Results: From 3 years onwards the z-scores of the arm and leg function were visually diverging, with a trend towards significance at 6 years, and at 10 years the 10mTWT z-score is significantly higher than the 9HPT. This difference is more pronounced in non-relapse onset patients than in patients with relapse onset type MS, but present in both groups over the first 10 years. In the non-relapse onset group a difference in z-scores at 10 years post-diagnosis between the 10m TWT and 9HPT was found of -12.94 (95% confidence interval (CI) -20.2 to -5.73) for the right and -10.14 (95% CI -17.3 to -2.93) for the left hand. In the relapse onset group there was a difference at 10 years post-diagnosis of -2.17 (95% CI -3.75 to -0.59) for the right and a difference of -2.29 (95% CI -3.87 to -0.71) for the left hand.
Conclusion: This is the first longitudinal study that shows that walking declines earlier and more rapidly than arm and hand function in patients with MS. These results give important insights that can be linked to the pathophysiological disease process regarding the ascending order of deterioration in patients with MS.
Giovannoni et al. Is multiple sclerosis a length-dependent central axonopathy? The case for therapeutic lag and the asynchronous progressive MS hypotheses. Mult Scler Relat Disord. 2017 Feb;12:70-78.

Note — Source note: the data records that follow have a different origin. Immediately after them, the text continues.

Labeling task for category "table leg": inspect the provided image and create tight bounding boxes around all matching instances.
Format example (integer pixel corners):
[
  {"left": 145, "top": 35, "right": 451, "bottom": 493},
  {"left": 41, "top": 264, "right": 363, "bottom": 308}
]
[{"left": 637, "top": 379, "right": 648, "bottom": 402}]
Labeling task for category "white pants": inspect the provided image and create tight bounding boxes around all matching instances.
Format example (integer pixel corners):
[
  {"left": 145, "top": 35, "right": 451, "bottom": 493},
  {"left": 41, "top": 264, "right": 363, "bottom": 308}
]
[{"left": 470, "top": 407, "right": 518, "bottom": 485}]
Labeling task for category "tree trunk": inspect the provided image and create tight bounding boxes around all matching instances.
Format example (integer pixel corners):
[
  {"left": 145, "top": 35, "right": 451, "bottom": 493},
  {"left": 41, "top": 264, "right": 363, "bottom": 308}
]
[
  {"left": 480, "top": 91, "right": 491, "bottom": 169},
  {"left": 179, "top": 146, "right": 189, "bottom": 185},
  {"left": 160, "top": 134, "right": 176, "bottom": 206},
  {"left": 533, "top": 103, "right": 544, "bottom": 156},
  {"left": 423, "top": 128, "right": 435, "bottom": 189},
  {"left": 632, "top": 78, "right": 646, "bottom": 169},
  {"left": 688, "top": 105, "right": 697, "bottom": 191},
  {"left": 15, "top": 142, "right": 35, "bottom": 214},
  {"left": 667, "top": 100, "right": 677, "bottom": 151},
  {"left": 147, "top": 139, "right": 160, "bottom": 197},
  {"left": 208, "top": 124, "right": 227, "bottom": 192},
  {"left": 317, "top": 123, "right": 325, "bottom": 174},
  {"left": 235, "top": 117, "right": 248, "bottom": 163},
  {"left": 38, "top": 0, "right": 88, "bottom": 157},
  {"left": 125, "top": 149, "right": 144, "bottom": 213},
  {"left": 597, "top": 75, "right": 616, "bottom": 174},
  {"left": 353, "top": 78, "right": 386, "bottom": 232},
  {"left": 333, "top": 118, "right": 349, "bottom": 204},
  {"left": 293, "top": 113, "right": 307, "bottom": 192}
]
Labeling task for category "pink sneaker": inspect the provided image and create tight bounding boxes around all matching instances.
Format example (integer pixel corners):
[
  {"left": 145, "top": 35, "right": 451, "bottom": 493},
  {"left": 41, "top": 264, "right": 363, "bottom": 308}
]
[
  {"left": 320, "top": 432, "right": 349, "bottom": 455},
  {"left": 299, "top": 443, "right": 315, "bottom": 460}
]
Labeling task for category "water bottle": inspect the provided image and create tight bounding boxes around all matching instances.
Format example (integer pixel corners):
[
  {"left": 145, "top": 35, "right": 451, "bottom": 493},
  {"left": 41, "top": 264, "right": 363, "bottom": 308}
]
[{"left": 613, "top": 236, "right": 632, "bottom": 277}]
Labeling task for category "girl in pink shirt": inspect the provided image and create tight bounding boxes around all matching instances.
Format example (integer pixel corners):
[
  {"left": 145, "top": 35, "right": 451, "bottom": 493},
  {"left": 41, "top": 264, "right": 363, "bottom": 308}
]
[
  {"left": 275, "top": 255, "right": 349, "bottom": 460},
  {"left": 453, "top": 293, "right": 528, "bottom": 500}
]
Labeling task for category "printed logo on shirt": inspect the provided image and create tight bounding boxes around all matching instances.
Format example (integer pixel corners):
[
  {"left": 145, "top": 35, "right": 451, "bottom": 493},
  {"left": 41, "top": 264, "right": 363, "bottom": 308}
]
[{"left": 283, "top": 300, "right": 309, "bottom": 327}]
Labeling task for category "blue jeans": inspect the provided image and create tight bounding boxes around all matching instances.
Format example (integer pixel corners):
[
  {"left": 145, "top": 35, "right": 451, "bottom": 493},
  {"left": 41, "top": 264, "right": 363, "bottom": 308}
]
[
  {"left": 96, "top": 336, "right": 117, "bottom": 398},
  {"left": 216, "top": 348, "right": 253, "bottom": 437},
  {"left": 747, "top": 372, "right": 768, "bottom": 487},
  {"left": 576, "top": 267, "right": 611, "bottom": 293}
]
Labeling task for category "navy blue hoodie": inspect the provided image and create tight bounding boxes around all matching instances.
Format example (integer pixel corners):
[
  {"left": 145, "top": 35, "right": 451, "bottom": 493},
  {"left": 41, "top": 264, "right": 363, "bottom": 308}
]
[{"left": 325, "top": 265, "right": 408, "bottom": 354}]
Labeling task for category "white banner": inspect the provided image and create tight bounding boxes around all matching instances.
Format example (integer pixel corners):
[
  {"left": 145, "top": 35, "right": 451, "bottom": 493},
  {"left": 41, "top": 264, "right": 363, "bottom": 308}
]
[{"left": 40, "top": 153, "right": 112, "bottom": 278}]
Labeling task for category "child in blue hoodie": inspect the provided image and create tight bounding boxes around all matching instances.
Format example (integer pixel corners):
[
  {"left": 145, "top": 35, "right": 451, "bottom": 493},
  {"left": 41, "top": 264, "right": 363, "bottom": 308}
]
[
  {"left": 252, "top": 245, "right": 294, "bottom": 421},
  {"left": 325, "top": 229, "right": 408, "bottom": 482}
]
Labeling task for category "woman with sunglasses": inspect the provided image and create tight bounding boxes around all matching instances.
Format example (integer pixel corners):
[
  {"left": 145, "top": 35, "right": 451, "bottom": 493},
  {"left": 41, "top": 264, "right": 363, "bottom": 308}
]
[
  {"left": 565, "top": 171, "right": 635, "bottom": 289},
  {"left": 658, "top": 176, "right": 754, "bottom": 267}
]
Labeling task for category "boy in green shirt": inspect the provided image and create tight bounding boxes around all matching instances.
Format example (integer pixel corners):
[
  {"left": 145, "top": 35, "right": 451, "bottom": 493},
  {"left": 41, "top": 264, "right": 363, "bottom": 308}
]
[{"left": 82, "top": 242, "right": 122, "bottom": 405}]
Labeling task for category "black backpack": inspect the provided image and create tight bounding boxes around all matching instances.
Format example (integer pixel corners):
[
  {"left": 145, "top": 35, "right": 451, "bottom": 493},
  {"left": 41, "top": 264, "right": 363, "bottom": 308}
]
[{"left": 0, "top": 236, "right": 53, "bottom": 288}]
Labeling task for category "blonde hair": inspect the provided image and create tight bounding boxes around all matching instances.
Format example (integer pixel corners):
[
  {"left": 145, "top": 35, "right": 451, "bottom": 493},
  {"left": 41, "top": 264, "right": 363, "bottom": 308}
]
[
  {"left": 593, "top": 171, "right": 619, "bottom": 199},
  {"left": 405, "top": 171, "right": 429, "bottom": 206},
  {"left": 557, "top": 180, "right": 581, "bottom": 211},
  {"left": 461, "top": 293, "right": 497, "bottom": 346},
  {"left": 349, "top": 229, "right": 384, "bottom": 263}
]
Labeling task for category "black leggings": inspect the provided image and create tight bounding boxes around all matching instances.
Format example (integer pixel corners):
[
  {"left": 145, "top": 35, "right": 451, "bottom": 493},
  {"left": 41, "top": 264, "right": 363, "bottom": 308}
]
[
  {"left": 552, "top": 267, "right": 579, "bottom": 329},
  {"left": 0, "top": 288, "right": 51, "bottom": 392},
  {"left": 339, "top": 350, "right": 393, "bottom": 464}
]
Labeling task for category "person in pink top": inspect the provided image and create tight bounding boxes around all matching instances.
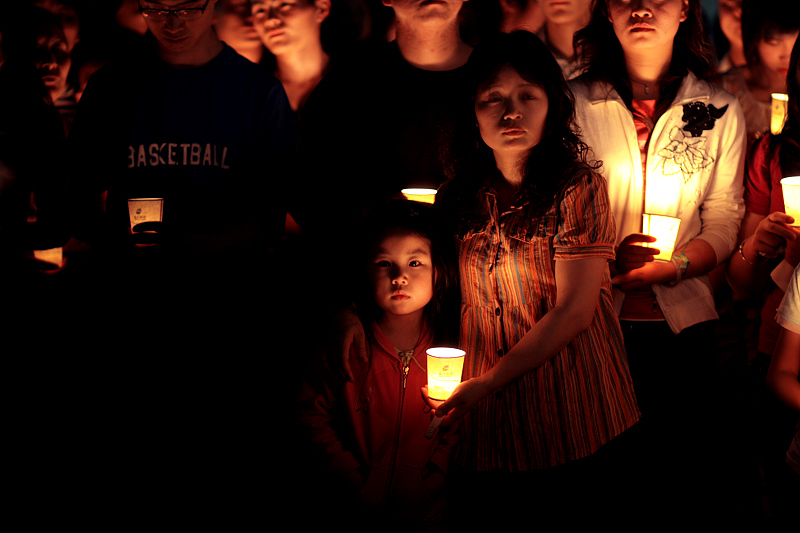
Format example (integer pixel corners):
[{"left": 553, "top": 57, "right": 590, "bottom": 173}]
[{"left": 298, "top": 200, "right": 458, "bottom": 531}]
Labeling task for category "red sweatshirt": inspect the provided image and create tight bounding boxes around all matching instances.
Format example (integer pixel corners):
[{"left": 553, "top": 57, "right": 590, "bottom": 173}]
[{"left": 301, "top": 325, "right": 454, "bottom": 521}]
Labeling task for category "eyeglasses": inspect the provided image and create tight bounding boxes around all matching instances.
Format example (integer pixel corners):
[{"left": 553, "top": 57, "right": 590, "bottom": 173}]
[{"left": 139, "top": 0, "right": 210, "bottom": 20}]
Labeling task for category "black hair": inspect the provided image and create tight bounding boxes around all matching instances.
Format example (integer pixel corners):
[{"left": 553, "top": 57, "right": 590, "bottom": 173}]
[
  {"left": 575, "top": 0, "right": 716, "bottom": 116},
  {"left": 351, "top": 200, "right": 460, "bottom": 346},
  {"left": 778, "top": 39, "right": 800, "bottom": 176},
  {"left": 742, "top": 0, "right": 800, "bottom": 65},
  {"left": 437, "top": 30, "right": 600, "bottom": 234}
]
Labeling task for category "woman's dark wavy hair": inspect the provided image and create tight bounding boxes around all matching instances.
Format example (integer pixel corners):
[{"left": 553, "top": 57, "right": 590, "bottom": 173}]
[
  {"left": 778, "top": 39, "right": 800, "bottom": 176},
  {"left": 742, "top": 0, "right": 800, "bottom": 65},
  {"left": 350, "top": 200, "right": 461, "bottom": 346},
  {"left": 436, "top": 30, "right": 600, "bottom": 234},
  {"left": 575, "top": 0, "right": 716, "bottom": 116}
]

Trials of anti-inflammatory therapies in non-relapsing progressive multiple sclerosis (MS) have been stubbornly negative except recently for an anti-CD20 therapy in primary progressive MS and a S1P modulator siponimod in secondary progressive MS. We argue that this might be because trials have been too short and have focused on assessing neuronal pathways, with insufficient reserve capacity, as the core component of the primary outcome. Delayed neuroaxonal degeneration primed by prior inflammation is not expected to respond to disease-modifying therapies targeting MS-specific mechanisms. However, anti-inflammatory therapies may modify these damaged pathways, but with a therapeutic lag that may take years to manifest. Based on these observations we propose that clinically apparent neurodegenerative components of progressive MS may occur in a length-dependent manner and asynchronously. If this hypothesis is confirmed it may have major implications for the future design of progressive MS trials.